The Dow Jones Industrial Average fell less than 10 points a day after a volatile sessiontriggered by news of a second earthquake in Japan. The earthquake wasn't as bad as initially feared, and stocks largely recovered by the end of the session, with the Dow falling just 17 points.
Among Dow components, Cisco and Home Depot fell, while Merck and Pfizer rose.
The S&P 500 traded flat, while the Nasdaq declined slightly. The CBOE Volatility Index, widely considered the best gauge of fear in the market, fell to 17.
Among key S&P sectors, industrials and financials fell, while energy and health care rose.
Among commodities, gold soared to yet another new record, trading above $1,468 an ounce, while the dollar sank.Oil prices, meanwhile, jumped to new records amid attacks on Libyan oil fields.
London Brent crude surged above $124 a barrel, while U.S. light crude rose above $111.
The budget negotiations haven't been a huge factor in trading Friday as "it's universally thought there is going to be a deal," said Kevin Kruszenski, head of listed trading at KeyBanc Capital Markets.
Even if no agreement was reached, "It would have to be a prolonged slowdown for the market to really react," Kruszenski said.
Of greater interest to traders is the start of earnings season, which unofficially begins next Monday when Alcoa releases results after the market closes.
"Earnings season will be kicking off here soon, and people are clearing up some positions in that respect," Kruszenski said.
About a third of the economists, fund managers and strategists who responded to a CNBC Fed surveyexpect the Federal Reserve to raise interest rates this year, twice as many who thought that would be the case last month.

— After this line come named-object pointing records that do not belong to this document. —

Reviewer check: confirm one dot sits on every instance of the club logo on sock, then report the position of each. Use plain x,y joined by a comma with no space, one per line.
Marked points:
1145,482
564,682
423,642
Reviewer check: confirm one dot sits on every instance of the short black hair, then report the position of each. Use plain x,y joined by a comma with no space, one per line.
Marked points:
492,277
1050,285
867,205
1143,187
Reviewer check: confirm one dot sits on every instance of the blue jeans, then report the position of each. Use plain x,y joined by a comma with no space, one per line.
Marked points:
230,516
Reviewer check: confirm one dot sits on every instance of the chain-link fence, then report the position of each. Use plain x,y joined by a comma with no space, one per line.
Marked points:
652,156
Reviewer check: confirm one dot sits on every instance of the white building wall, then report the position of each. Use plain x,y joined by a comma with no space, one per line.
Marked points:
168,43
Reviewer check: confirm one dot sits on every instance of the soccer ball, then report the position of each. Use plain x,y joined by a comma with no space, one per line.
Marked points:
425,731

Investors also have an eye on budget negotiations in Washington D.C., where the President Obama and the U.S. Congress have yet to reach an agreement, although lawmakers appear to be not far apart in terms of spending cuts. Democrats say the dispute centers on funding for Planned Parenthood, while Republicans say there are $6.5 billion in cuts still in dispute.
The government will effectively close down at midnight if Obama and Republican Speaker of the House John Boehner and Senate Democratic leader Harry Reid, cannot come to an agreement over the size of the Federal Budget.
"The whole thing appears to be silly from the market perspective," says John Canally, economist at LPL Financial. But, Canally adds, a government shutdown could have real effects on the economy.
One of the concerns is whether economic data released by agencies such as the Commerce Department or the Bureau of Labor Statistics will be made available.